On Sunday afternoon, we drove out to the lake and had a couple of beers while enjoying the sun on the deck. A fair number of other people had similar ideas, venturing out in their boats and motoring by as if it weren't still winter after all. I'm anxious to get out on the water myself, but the flora will be much more prolific in just a few weeks, and the fauna will be returning (aves) or waking (reptilia), according to their taxonomic class. There are parts of the lake that are best for viewing in early spring, before they become so inundated with vegetation that they are almost surreal, as if from another world. The little flat bottom boat is ready to go if we can afford a tank of gas.

play time

sunday, 3/6/2005

When I read that the resident theater company here in the city would be performing Arthur Miller's The Crucible, I quickly bought a pair of tickets.  M and I went to a matinee performance yesterday at the Alley Theatre downtown. Although we have enjoyed seeing musicals like Les Miserables in London, and Miss Saigon in Dallas, I really like good old fashioned dramas, which don't have to put everything into song.  The cast received a standing ovation when the 2 1/2 hour performance ended.

The Crucible is a fictionalized version which closely follows the real events of the Salem Witch Trials of 1692, perhaps the most notorious American example of what happens when religious superstition is mixed with the legal system. In the end, a gang of teen-aged girls, prodded on by a zealot who served as a judge and ministers who saw "the devil" in everything, caused 19 innocent people to be hanged as witches, based solely on their accusations. Estimates are that somewhere between one and two hundred people were jailed as the hysteria spread, and at least four died in chains in prison. One eighty year old man, who refused to appear at trial when he was accused, was pressed to death under the weight of stones piled on top of him by his executioners. The play ends as a man who has consistently voiced his opposition to the proceedings and denounced the accusers as frauds is in turn convicted and is led to the gallows. 

Perhaps the most chilling aspect of the events of 1692 is the aftermath.

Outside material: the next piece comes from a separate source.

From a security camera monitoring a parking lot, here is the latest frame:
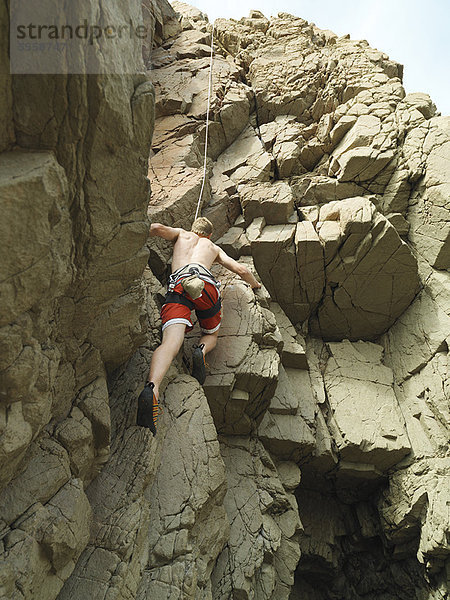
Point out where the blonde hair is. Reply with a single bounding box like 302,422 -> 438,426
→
191,217 -> 213,236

With so much blood on their hands, some later admitted the errors they had made, but the head judge and the zealous village minister refused to admit fault.  The fire and brimstone minister was eventually replaced by someone who sought to heal rather than purge the town. The chief judge, who was the most culpable, complained loudly that the current Governor, who called for an end to the trials, should have let him complete his important work of ridding the territory of witches. He was elected as the next governor of Massachusetts colony. These colonists were good Christian Puritans, after all. Remind you of any current events?

There are so many morals to the story that they are hard to count. In fact, it was the McCarthy hearings of the early 1950s which prompted Miller to write the play. Although there were no hangings, there were many lives ruined by the mere accusation of being a communist. The same old witch hunt methods that have always been favored by the ignorant but powerful were used by McCarthy. The accused could only escape the severest punishment by confessing and naming others.

When we hear of a zealot of any stripe being nominated to become a judge, we should take pause. Any time reason and physical evidence are subordinated to superstition and religious belief, justice  is not likely to be served. It seems ironic that we can find many in this country who see Muslim fundamentalism as a dangerous and oppressive basis for government, yet they cannot see that Christian fundamentalism has exactly the same potential and likely outcome. It is fundamentalism of any sort,  belief in the absence of physical evidence, that has been causing evil deeds to be wrought for millennia. Will we never learn?